Some of my monotype prints inspired by Las Labradas:
There is a chapter in my book, Art & Sacred Sites: Connecting with Spirit of Place, on Las Labradas. Contact me for orders: firstname.lastname@example.org
In the early 90’s, Marija Gimbutas’ book, The Language of the Goddess, (Harper & Row, San Francisco, 1989) had a huge impact on my work. In this book, Gimbutas, a revisionist anthropologist, provided a fresh look at the Neolithic Goddess Culture, cataloguing the artifacts and symbols found on cave walls, rocks, sculpture and pottery from Old Europe. These matrilineal societies, peaceful and agrarian, existed long before our current patriarchal system. (The Chalice & The Blade, Riane Eisler)
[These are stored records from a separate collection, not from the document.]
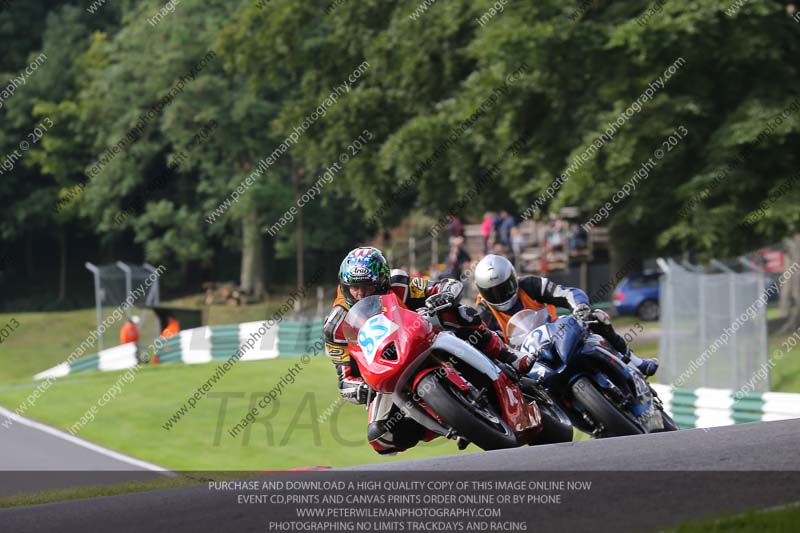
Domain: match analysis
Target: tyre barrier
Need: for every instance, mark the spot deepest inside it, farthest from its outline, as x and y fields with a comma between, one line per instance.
x=206, y=344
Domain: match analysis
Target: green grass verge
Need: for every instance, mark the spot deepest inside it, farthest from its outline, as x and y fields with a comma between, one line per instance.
x=775, y=521
x=292, y=432
x=44, y=340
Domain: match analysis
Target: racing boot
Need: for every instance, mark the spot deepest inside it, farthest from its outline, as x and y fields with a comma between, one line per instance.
x=647, y=366
x=520, y=362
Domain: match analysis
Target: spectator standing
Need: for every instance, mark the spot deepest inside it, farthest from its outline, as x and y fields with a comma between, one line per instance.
x=578, y=238
x=507, y=222
x=130, y=333
x=457, y=258
x=486, y=230
x=456, y=229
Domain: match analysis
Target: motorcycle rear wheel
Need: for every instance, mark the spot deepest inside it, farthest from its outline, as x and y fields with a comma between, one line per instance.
x=481, y=425
x=614, y=422
x=557, y=426
x=669, y=423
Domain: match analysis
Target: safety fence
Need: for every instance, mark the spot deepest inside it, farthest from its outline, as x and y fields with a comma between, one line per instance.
x=207, y=344
x=704, y=407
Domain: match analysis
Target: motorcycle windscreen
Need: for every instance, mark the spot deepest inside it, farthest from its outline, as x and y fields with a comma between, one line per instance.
x=371, y=322
x=565, y=333
x=523, y=323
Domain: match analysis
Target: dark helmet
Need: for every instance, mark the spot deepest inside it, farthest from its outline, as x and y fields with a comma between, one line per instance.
x=364, y=266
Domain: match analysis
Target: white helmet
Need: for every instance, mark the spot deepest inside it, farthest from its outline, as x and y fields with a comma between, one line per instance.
x=497, y=282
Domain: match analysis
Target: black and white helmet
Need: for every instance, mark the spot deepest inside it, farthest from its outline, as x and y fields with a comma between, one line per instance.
x=497, y=282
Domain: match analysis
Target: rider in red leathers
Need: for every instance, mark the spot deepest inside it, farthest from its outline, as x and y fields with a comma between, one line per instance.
x=365, y=272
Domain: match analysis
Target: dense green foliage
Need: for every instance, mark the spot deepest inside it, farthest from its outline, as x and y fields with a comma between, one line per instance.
x=444, y=93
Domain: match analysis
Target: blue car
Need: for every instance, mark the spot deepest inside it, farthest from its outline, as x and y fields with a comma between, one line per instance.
x=638, y=295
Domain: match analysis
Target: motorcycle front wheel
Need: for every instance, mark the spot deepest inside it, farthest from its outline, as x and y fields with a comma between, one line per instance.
x=475, y=420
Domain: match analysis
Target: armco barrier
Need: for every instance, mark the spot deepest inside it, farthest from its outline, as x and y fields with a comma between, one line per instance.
x=206, y=344
x=702, y=408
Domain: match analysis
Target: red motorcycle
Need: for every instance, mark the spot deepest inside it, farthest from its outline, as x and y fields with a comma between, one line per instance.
x=443, y=382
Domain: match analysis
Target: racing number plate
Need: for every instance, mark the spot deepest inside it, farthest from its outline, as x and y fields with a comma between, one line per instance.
x=372, y=333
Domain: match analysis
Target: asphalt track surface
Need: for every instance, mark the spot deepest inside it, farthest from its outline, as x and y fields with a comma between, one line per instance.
x=641, y=483
x=27, y=446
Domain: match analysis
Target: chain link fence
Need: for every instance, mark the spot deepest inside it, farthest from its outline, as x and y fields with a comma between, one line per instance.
x=714, y=326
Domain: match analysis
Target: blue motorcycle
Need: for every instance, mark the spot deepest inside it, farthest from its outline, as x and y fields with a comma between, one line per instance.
x=602, y=395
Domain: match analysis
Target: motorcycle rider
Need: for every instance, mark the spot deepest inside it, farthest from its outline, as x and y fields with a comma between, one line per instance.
x=364, y=272
x=502, y=294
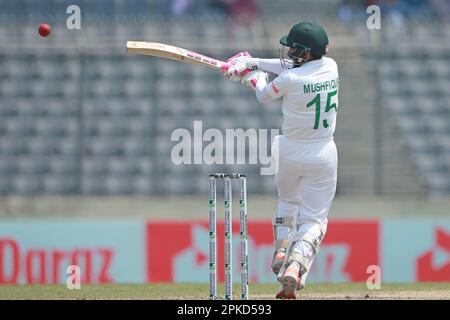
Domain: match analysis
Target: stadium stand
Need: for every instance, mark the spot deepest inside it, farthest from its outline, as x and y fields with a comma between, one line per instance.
x=84, y=118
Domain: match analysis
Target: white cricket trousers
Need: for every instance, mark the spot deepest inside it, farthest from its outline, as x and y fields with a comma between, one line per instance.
x=306, y=185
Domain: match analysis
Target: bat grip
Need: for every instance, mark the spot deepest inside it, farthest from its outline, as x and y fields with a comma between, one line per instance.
x=225, y=66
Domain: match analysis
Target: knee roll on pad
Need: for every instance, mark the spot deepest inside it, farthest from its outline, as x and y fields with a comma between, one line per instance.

At the time I discovered Gimbutas’ book, my artwork focused on the female figure in a feminist vein. But while an artist in residence at KALA Institute, I began creating large-scale monotype prints that reflected many of the symbols I’d found in her book. The spiral, the pubic triangle, the chevron and concentric circles began appearing in these 42” x 55” monotypes. It was at that point, my art shifted direction to focus on archetypal symbols with a decidedly feminine nature, inspired by the ancient goddess cultures around the world. My work today still carries the influence from this pivotal point in my career. Here are some of these early prints, some of which are still available. Contact me if you are interested is seeing more.
|Entrance Stone, Newgrange|
Before I visited Newgrange in Ireland, the spiral had already become a mainstay of my visual and artistic vocabulary. But seeing this symbol of renewal and regeneration inscribed into the stones by the hands of the ancients gave me a greater sense of connection with those who had come before me. The huge horizontal entrance stone covered with intertwining spirals is regarded as one of the finest achievements of European Neolithic art. Some believe the spirals represent energy vortices within the mound. Awe-inspiring and sublime, these simple swirling lines have made their way into my art again and again – from paintings, prints, drawings and sculpture.